FIGS. 3A and 3B are diagrams showing a merging elbow of an absorber in an air conditioner according to an embodiment of the present invention, wherein FIG. 3A is a side view and FIG. 3B is a cross-sectional view taken along line BB in FIG.

FIG. 4 is a partial cross-sectional view of a refrigerator main body showing a combination part with a condenser and an evaporator in the embodiment of the present invention.
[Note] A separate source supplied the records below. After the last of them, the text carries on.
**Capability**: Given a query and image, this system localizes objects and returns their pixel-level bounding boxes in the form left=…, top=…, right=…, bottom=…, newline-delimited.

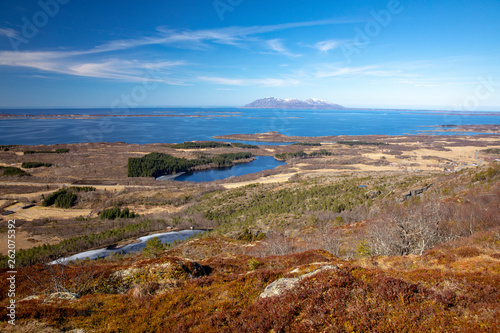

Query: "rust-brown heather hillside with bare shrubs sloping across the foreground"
left=0, top=145, right=500, bottom=333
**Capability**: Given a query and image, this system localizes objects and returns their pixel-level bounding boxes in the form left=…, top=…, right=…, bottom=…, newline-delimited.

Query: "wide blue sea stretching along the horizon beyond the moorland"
left=0, top=108, right=500, bottom=145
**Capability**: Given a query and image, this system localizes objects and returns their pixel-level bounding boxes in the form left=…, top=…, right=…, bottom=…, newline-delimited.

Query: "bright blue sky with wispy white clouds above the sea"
left=0, top=0, right=500, bottom=111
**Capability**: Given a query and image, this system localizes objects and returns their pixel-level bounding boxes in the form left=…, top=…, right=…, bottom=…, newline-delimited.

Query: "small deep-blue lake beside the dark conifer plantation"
left=175, top=156, right=286, bottom=183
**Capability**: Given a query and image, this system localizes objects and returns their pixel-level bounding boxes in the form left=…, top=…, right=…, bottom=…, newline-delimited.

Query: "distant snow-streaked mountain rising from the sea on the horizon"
left=244, top=97, right=345, bottom=110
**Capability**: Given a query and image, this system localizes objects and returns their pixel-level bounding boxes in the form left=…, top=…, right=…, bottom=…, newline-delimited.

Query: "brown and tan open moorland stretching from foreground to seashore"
left=0, top=133, right=500, bottom=332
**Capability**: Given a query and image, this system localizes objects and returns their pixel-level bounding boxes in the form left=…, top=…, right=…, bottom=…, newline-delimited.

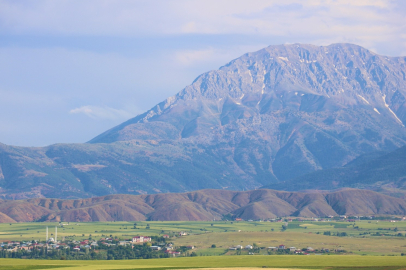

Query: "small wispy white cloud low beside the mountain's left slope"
left=69, top=105, right=133, bottom=120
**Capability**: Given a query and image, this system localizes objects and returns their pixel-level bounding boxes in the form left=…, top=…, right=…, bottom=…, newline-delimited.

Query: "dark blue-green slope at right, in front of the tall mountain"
left=264, top=146, right=406, bottom=198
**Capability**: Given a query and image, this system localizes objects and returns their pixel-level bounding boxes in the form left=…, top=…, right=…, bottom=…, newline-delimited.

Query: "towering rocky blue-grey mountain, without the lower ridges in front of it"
left=90, top=44, right=406, bottom=180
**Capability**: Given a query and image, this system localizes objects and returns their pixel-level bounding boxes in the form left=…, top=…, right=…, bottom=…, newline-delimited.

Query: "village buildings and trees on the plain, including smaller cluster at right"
left=0, top=225, right=345, bottom=260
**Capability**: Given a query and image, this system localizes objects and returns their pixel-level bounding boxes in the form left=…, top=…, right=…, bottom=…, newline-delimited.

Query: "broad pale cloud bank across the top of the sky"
left=0, top=0, right=406, bottom=55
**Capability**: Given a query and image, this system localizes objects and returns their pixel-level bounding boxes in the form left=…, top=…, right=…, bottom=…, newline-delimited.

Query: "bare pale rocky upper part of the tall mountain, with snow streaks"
left=91, top=44, right=406, bottom=142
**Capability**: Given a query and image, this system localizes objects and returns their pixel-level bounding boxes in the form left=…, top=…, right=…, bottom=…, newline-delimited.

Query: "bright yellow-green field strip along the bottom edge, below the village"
left=0, top=255, right=406, bottom=270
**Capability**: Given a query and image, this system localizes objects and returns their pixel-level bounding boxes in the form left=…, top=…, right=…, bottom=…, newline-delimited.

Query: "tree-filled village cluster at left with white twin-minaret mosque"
left=0, top=230, right=196, bottom=259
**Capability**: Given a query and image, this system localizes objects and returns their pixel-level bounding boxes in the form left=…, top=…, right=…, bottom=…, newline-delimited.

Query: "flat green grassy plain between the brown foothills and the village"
left=0, top=220, right=406, bottom=256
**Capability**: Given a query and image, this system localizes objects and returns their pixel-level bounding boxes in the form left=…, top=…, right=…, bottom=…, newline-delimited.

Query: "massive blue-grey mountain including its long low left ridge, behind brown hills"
left=0, top=44, right=406, bottom=199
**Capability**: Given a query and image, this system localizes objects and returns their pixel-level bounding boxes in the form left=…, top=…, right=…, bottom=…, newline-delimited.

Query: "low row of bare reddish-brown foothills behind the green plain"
left=0, top=189, right=406, bottom=223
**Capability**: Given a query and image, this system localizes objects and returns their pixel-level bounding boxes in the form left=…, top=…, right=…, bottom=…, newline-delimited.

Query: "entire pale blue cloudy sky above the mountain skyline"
left=0, top=0, right=406, bottom=146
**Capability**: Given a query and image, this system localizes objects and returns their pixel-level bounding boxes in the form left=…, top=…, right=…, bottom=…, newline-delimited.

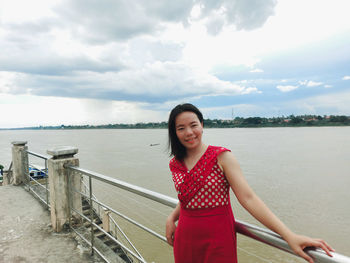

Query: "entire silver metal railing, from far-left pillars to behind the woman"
left=22, top=151, right=350, bottom=263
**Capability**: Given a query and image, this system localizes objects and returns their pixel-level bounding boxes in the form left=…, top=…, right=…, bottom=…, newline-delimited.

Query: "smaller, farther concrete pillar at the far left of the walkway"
left=12, top=141, right=29, bottom=185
FIG. 5 is an assembly diagram showing an absorber and a branch elbow in an air conditioner showing another embodiment of the present invention.

[Explanation of symbols]

 101 Refrigerator body (absorption refrigeration system) 1 High temperature regenerator 2 Low temperature regenerator 3 Absorber 31 Absorption coil (plurality of piping members) 313 Merging elbow (branch structural member, connecting member) 314 Orifice (flow rate adjusting structure) 34 Cooling water flow path (external pipe for cooling water) 4 Evaporator 5 Condenser 51 Cooling coil (cooling pipe) P1 Absorbent pump

Claims (5)

[Claims] 1. A regenerator that heats an absorbent containing a refrigerant to separate refrigerant vapor from the absorbent, a condenser that cools and condenses the refrigerant vapor separated by the regenerator, An evaporator for evaporating the condensed refrigerant liquid under a low pressure; and a cooling water for absorbing the refrigerant vapor evaporated by the evaporator into the absorbing liquid supplied from the regenerator and absorbing the heat generated during the absorption. An absorber having a heat exchange pipe disposed therein and a pump for returning the absorbent from the absorber to the regenerator, wherein an absorption cycle is formed. A plurality of pipe members having different heat exchange surface areas forming a plurality of flow paths in the absorber are provided as pipes, and a branch structure member having a branch structure for branching or merging the single flow path and the plurality of flow paths. Through Then, the plurality of piping members of the absorber are connected to a single external pipe for cooling water provided outside the absorber, and the plurality of piping members pass through the branch structure member. An absorption refrigerating apparatus, comprising a flow rate adjusting structure for adjusting a flow rate of cooling water to be adjusted to a flow rate corresponding to each heat exchange surface area of the plurality of pipe members. 2. The absorption refrigeration system according to claim 1, wherein the plurality of piping members of the absorber have a multi-coil shape wound concentrically with different winding diameters. 3. The absorption refrigeration system according to claim 1, wherein said flow rate adjusting structure is an orifice structure formed in said plurality of flow paths branched from said branch structure member. 4. A cooling water pipe is provided inside the condenser, and the branch structure member includes a plurality of pipe members in the absorber and the single cooling water pipe in the condenser. 2. A connecting member for connecting the two.
4. The absorption refrigeration apparatus according to any one of claims 1 to 3. 5. The condenser is disposed above the absorber, and the branching structural member is disposed adjacent to the plurality of piping members in the absorber on a side of the absorber and the condenser. The absorption refrigeration apparatus according to any one of claims 1 to 4, wherein the elbow is an elbow provided to connect the single cooling water pipe in the vessel.